Pearl Harbor and the Costa Concordia salvage operation

I’m sure most people aren’t aware of it, but there’s a link between the attack on Pearl Harbor in 1941 and the salvage of the Costa Concordia cruise liner currently in progress.

The salvors are using a technique known as parbuckling or parbuckle salvage, where lines are fastened to and around a ship and used to haul her upright.  Prior to the current operation, the largest ship recovered from the seabed using this technique was the battleship USS Oklahoma, sunk at Pearl Harbor.  She was righted in 1943 using the parbuckling technique (shown below).

Compare the parbuckling cables above (leading to winches ashore) to those attached to the Costa Concordia, below, which lead to a steel framework sunk into the seabed, and from there to tugs and winches to pull her upright.

Here’s a series of pictures of salvage work on USS Oklahoma and USS Utah at Pearl Harbor during World War II.  I recommend watching it in full-screen mode.  After the former was hauled upright, cofferdams were built around her to permit repairs to be made to her hull, restoring her watertight integrity.  Refloated, she was taken into dry dock.  Parbuckling was also attempted on the latter vessel, but failed when the ship slid along the seabed rather than turn upright.  She was abandoned in place, and still lies there.  The music is the Washington Post March by John Philip Sousa.

More photographs of the salvage of USS Oklahoma may be found here.

The end of USS Oklahoma was both dramatic and very dangerous.  Wikipedia reports:

In May 1947, a two-tug towing operation began to move the hull of the Oklahoma from Pearl Harbor to the scrapyard in San Francisco Bay.

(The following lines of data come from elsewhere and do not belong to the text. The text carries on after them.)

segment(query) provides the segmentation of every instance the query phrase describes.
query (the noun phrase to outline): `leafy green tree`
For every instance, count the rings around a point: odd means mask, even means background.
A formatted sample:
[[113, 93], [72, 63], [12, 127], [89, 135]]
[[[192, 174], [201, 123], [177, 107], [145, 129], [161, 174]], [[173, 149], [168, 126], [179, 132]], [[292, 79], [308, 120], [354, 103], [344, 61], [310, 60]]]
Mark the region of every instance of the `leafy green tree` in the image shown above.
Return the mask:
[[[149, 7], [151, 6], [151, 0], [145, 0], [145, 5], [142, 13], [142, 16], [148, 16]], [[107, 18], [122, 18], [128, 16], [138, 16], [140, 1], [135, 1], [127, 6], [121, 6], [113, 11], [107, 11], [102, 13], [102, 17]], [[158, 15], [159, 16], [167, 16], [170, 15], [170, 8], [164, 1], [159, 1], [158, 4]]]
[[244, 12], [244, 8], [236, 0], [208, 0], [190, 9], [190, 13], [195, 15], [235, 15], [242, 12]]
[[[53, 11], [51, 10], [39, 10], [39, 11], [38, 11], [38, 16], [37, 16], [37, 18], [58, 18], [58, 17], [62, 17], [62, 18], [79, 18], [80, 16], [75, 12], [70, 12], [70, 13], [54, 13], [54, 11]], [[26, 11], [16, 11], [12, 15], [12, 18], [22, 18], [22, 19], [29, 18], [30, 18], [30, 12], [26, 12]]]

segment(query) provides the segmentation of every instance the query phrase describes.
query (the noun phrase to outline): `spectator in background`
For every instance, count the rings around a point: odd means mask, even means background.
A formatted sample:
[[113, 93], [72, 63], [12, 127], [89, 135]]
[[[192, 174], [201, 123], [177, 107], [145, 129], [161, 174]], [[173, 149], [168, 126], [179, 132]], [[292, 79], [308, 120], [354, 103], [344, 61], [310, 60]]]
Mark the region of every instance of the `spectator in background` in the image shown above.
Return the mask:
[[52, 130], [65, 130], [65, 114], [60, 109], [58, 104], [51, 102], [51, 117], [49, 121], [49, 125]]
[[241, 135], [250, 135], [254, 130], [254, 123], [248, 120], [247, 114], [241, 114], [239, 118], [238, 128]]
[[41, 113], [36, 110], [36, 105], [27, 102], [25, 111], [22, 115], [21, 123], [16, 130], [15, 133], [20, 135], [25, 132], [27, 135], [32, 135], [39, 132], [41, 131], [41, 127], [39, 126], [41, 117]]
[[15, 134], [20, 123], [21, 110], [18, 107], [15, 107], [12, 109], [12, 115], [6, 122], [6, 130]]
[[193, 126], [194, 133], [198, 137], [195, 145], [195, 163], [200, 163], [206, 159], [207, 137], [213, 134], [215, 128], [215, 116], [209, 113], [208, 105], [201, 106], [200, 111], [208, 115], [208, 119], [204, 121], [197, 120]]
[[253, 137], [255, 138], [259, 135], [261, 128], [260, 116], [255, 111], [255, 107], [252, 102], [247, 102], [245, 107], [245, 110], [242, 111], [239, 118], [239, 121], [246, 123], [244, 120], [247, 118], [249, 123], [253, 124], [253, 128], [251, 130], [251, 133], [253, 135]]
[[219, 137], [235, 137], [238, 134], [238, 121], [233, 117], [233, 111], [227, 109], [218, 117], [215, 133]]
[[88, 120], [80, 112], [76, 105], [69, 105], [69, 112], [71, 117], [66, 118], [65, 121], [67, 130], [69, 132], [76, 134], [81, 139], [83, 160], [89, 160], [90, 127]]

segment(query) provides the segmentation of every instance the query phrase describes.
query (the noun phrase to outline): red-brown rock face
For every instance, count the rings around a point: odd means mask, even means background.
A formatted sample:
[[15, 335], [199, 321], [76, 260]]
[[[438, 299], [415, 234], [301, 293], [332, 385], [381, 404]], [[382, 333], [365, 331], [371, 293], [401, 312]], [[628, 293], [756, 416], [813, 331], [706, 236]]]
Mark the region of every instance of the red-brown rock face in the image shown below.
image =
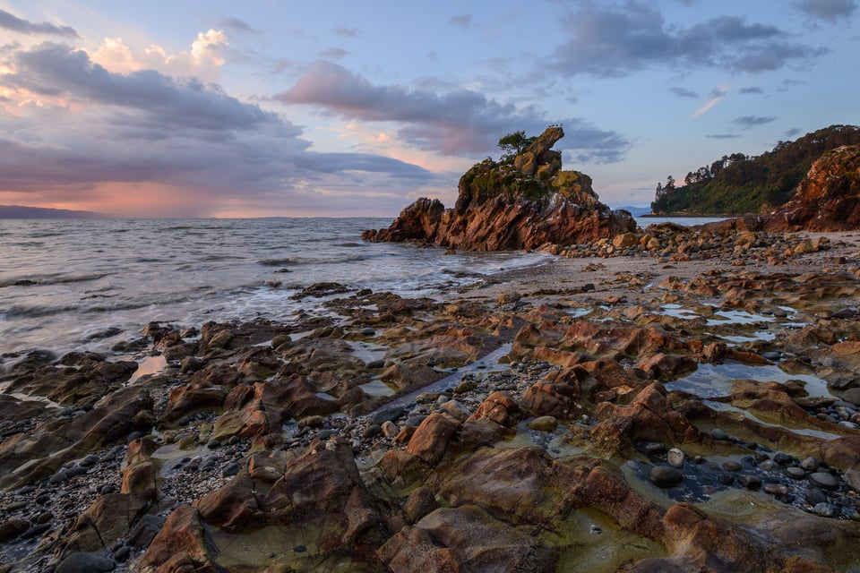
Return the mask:
[[813, 164], [795, 197], [770, 216], [769, 231], [847, 231], [860, 227], [860, 146], [845, 145]]
[[626, 211], [613, 211], [591, 189], [591, 178], [561, 171], [549, 148], [564, 136], [550, 127], [512, 162], [486, 159], [462, 177], [454, 209], [418, 199], [387, 229], [366, 231], [374, 242], [420, 241], [469, 251], [572, 244], [632, 231]]

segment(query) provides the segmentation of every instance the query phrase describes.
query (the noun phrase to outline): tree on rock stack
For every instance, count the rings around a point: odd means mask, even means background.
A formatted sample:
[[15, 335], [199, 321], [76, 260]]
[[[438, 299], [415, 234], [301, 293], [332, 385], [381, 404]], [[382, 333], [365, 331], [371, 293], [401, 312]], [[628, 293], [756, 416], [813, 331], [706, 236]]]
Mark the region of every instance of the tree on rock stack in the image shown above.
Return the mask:
[[526, 137], [526, 133], [521, 131], [503, 136], [499, 139], [498, 143], [499, 149], [503, 151], [502, 157], [499, 158], [499, 161], [512, 159], [522, 153], [523, 150], [529, 147], [535, 139], [537, 138]]
[[600, 202], [589, 175], [562, 170], [562, 154], [552, 147], [563, 137], [558, 125], [535, 138], [508, 133], [499, 140], [506, 155], [498, 162], [487, 158], [460, 178], [453, 209], [421, 198], [388, 228], [365, 231], [362, 237], [505, 251], [590, 243], [634, 231], [630, 213]]

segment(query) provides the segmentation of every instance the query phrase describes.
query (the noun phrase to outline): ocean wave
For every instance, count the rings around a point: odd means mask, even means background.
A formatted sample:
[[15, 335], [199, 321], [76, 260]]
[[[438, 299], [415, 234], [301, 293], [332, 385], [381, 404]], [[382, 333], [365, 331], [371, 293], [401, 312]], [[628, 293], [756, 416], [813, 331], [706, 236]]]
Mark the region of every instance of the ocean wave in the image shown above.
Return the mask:
[[78, 304], [65, 304], [59, 306], [48, 306], [36, 304], [34, 306], [13, 305], [3, 311], [2, 316], [4, 320], [9, 319], [30, 319], [41, 318], [45, 316], [53, 316], [63, 312], [73, 312], [80, 309]]
[[304, 265], [335, 265], [346, 262], [366, 261], [366, 255], [342, 255], [335, 257], [284, 257], [283, 259], [262, 259], [258, 265], [263, 267], [297, 267]]
[[0, 281], [0, 288], [8, 286], [48, 286], [51, 285], [65, 285], [70, 283], [85, 283], [99, 280], [111, 273], [99, 273], [91, 275], [43, 275], [35, 277], [19, 277]]

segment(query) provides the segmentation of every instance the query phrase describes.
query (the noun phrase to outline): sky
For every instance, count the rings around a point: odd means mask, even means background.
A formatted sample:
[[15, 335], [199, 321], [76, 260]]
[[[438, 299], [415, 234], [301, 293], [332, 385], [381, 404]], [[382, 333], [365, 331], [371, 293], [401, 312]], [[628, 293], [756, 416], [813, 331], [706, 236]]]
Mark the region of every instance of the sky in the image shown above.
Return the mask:
[[452, 207], [563, 125], [614, 207], [860, 124], [860, 0], [0, 0], [0, 204], [124, 217]]

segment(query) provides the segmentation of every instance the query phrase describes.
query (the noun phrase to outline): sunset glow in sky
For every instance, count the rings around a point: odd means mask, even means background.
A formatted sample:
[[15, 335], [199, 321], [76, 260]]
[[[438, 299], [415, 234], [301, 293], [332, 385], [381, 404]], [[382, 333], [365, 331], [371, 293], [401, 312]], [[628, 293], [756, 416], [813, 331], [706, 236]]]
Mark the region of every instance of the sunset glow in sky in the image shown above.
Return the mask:
[[860, 124], [857, 0], [0, 0], [0, 204], [136, 217], [452, 206], [499, 138], [647, 205]]

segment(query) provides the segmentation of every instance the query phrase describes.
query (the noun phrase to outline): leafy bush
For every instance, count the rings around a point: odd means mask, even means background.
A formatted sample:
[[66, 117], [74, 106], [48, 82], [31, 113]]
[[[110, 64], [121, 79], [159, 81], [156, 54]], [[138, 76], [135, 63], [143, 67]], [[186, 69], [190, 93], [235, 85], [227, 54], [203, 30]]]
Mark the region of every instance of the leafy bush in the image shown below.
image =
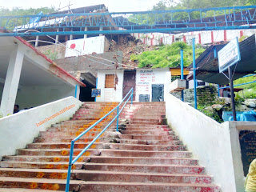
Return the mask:
[[[192, 46], [183, 42], [174, 42], [171, 45], [162, 46], [159, 50], [145, 51], [140, 55], [132, 54], [130, 59], [138, 62], [138, 67], [152, 66], [152, 68], [176, 67], [180, 66], [180, 50], [183, 50], [184, 66], [192, 63]], [[205, 50], [197, 45], [195, 54], [198, 57]]]
[[[250, 82], [256, 81], [256, 78], [254, 76], [241, 78], [235, 81], [234, 81], [234, 85]], [[243, 96], [245, 98], [256, 98], [256, 82], [254, 83], [250, 83], [247, 85], [235, 86], [235, 88], [242, 88], [243, 89], [243, 95], [242, 91], [239, 91], [237, 95], [240, 98]]]

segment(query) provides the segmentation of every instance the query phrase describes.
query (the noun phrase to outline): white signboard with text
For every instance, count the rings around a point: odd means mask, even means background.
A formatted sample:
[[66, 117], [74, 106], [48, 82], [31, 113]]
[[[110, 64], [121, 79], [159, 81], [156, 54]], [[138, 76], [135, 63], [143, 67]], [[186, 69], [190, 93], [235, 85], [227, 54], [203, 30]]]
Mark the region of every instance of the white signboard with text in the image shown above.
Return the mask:
[[226, 70], [241, 60], [238, 38], [231, 40], [226, 46], [218, 52], [219, 73]]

However, disaster struck on 17 May when the ships entered a storm more than 500 miles from Hawaii. The tug Hercules put her searchlight on the former battleship, revealing that she had begun listing heavily. After radioing the naval base at Pearl Harbor, both tugs were instructed to turn around and head back to port. But suddenly, without warning, the Hercules was pulled back past the Monarch, which was being dragged backwards at 15 knots herself. The Oklahoma had began to sink straight down causing water to swamp the sterns of both tugs.

Fortuitously both tug skippers, Kelly Sprague of the Hercules and George Anderson of the Monarch, had loosened their cable drums which connected the 1,400 feet tow lines to the Oklahoma. As the battleship rapidly sank, the line from the Monarch quickly played out releasing the tug. However the Hercules’ cables didn’t release until the last possible moment, leaving her tossing and pitching above the grave of the sunken Oklahoma.

I imagine that must have been a pretty scary experience for the crews of the tugs!

Here’s a video report about a veteran of USS Oklahoma and his recollections of her sinking.

May all who died aboard her, and the other ships targeted at Pearl Harbor, rest in peace:  and may the same grace be granted to the dead of the Costa Concordia.


EDITED TO ADD:  This video clip shows a time-lapse portrayal of the righting of the Costa Concordia.  From about the 1m.5sec. mark, you can see a series of shots of the ship upright in the water, including some focusing on her starboard side, which has been underwater and pressed against a rocky outcrop since she sank.  You can see how the massive weight of the ship, pressing down on the rock, has actually conformed her outer hull to the shape of the seabed.  That demonstrates what a difficult job this salvage has been (and will continue to be).


  1. Ahh, so that explains why they early on decided that it wasn't worth doing a refurb. I didn't know it had crushed the down side on rocks like that. I just figured they were looking at the bad PR from trying to reintroduce it after killing a batch of people.